I'm predicting ratings in between processes that batch train the model. I'm using the approach outlined here: ALS model - how to generate full_u * v^t * v?
! rm -rf ml-1m.zip ml-1m
! wget --quiet http://files.grouplens.org/datasets/movielens/ml-1m.zip
! unzip ml-1m.zip
! mv ml-1m/ratings.dat .
from pyspark.mllib.recommendation import Rating
ratingsRDD = sc.textFile('ratings.dat') \
.map(lambda l: l.split("::")) \
.map(lambda p: Rating(
user = int(p[0]),
product = int(p[1]),
rating = float(p[2]),
)).cache()
from pyspark.mllib.recommendation import ALS
rank = 50
numIterations = 20
lambdaParam = 0.1
model = ALS.train(ratingsRDD, rank, numIterations, lambdaParam)
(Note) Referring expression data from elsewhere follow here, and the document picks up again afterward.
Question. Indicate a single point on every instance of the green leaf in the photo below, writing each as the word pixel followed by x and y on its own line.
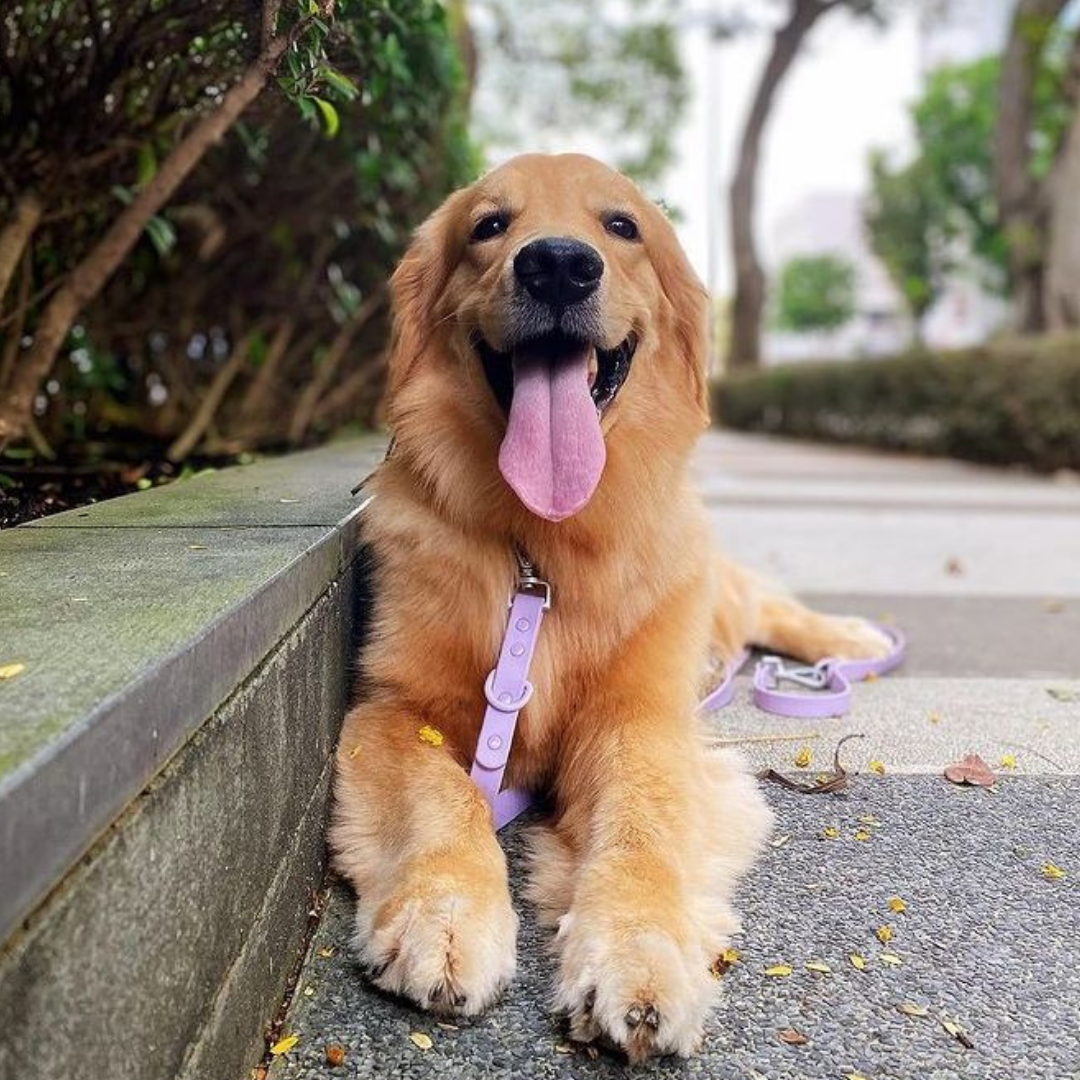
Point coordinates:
pixel 161 234
pixel 345 86
pixel 331 119
pixel 146 164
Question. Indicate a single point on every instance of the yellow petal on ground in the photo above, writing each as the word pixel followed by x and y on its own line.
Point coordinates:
pixel 908 1010
pixel 284 1045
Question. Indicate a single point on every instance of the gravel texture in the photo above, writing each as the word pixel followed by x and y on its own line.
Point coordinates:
pixel 985 940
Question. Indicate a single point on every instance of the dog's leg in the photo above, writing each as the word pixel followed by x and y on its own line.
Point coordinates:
pixel 658 832
pixel 414 835
pixel 753 610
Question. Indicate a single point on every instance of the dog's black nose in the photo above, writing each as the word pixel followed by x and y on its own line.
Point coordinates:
pixel 558 270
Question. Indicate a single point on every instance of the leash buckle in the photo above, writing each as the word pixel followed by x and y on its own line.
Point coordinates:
pixel 812 676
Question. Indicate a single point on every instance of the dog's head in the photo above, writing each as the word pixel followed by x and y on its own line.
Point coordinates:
pixel 549 313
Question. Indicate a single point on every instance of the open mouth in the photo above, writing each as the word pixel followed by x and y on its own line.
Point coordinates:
pixel 607 367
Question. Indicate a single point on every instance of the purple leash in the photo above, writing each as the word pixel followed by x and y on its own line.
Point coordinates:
pixel 508 689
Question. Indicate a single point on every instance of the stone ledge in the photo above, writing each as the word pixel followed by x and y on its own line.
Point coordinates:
pixel 135 619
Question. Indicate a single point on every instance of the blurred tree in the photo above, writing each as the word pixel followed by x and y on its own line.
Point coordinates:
pixel 574 71
pixel 744 349
pixel 942 208
pixel 1022 196
pixel 815 293
pixel 907 226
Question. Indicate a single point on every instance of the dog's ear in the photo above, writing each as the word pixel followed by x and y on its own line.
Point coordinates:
pixel 416 287
pixel 689 302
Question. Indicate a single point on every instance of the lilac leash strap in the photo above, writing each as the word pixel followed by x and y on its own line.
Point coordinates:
pixel 508 690
pixel 829 682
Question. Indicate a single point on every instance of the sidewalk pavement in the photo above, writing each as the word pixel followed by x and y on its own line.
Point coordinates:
pixel 982 569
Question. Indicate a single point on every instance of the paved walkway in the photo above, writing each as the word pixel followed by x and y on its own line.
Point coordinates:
pixel 982 568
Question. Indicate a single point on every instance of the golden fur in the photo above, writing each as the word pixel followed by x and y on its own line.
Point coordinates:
pixel 650 829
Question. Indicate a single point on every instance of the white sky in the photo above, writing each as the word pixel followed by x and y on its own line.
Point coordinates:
pixel 846 94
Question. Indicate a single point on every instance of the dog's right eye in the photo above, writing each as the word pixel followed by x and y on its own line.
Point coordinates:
pixel 488 226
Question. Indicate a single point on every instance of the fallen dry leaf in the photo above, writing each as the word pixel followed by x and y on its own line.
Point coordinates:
pixel 1063 693
pixel 908 1010
pixel 431 736
pixel 957 1031
pixel 724 962
pixel 284 1045
pixel 970 770
pixel 824 783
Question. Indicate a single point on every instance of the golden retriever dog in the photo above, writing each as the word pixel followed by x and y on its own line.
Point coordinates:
pixel 547 386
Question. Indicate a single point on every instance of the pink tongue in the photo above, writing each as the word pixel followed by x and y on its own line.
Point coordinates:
pixel 553 451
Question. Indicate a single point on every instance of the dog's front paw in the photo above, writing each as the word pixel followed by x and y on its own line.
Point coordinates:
pixel 636 988
pixel 445 945
pixel 850 637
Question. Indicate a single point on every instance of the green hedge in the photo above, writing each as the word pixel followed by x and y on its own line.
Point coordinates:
pixel 1013 402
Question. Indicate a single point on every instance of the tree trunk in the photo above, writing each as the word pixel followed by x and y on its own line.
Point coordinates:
pixel 1021 198
pixel 1061 287
pixel 744 349
pixel 91 274
pixel 15 235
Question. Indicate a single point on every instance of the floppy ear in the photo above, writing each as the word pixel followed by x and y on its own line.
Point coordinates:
pixel 416 287
pixel 689 302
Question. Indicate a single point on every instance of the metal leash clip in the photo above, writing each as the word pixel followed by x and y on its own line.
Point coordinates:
pixel 774 671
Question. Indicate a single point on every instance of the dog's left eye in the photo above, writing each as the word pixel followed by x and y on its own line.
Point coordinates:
pixel 622 226
pixel 488 226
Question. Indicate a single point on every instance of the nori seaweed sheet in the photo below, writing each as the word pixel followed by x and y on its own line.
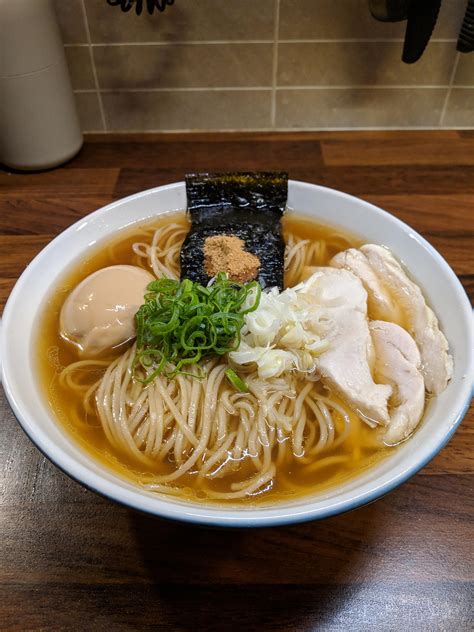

Then extract the product features ...
import json
import numpy as np
pf = model.productFeatures()
pf_vals = pf.sortByKey().values().collect()
pf_keys = pf.sortByKey().keys().collect()
Vt = np.matrix(np.asarray(pf_vals))
full_u = np.zeros(len(pf_keys))
def set_rating(pf_keys, full_u, key, val):
try:
idx = pf_keys.index(key)
full_u.itemset(idx, val)
except:
pass
set_rating(pf_keys, full_u, 260, 9), # Star Wars (1977)
set_rating(pf_keys, full_u, 1, 8), # Toy Story (1995)
set_rating(pf_keys, full_u, 16, 7), # Casino (1995)
set_rating(pf_keys, full_u, 25, 8), # Leaving Las Vegas (1995)
set_rating(pf_keys, full_u, 32, 9), # Twelve Monkeys (a.k.a. 12 Monkeys) (1995)
set_rating(pf_keys, full_u, 335, 4), # Flintstones, The (1994)
set_rating(pf_keys, full_u, 379, 3), # Timecop (1994)
set_rating(pf_keys, full_u, 296, 7), # Pulp Fiction (1994)
set_rating(pf_keys, full_u, 858, 10), # Godfather, The (1972)
set_rating(pf_keys, full_u, 50, 8) # Usual Suspects, The (1995)
recommendations = full_u*Vt*Vt.T
top_ten_ratings = list(np.sort(recommendations)[:,-10:].flat)
print("predicted rating value", top_ten_ratings)
top_ten_recommended_product_ids = np.where(recommendations >= np.sort(recommendations)[:,-10:].min())[1]
top_ten_recommended_product_ids = list(np.array(top_ten_recommended_product_ids))
print("predict rating prod_id", top_ten_recommended_product_ids)
However the predicted ratings seem way too high:
('predicted rating value', [313.67320347694897, 315.30874327316576, 317.1563289268388, 317.45475214423948, 318.19788673744563, 319.93044594688428, 323.92448427140653, 324.12553531632761, 325.41052886977582, 327.12199687047649])
('predict rating prod_id', [49, 287, 309, 558, 744, 802, 1839, 2117, 2698, 3111])
This appears to be incorrect. Any tips appreciated.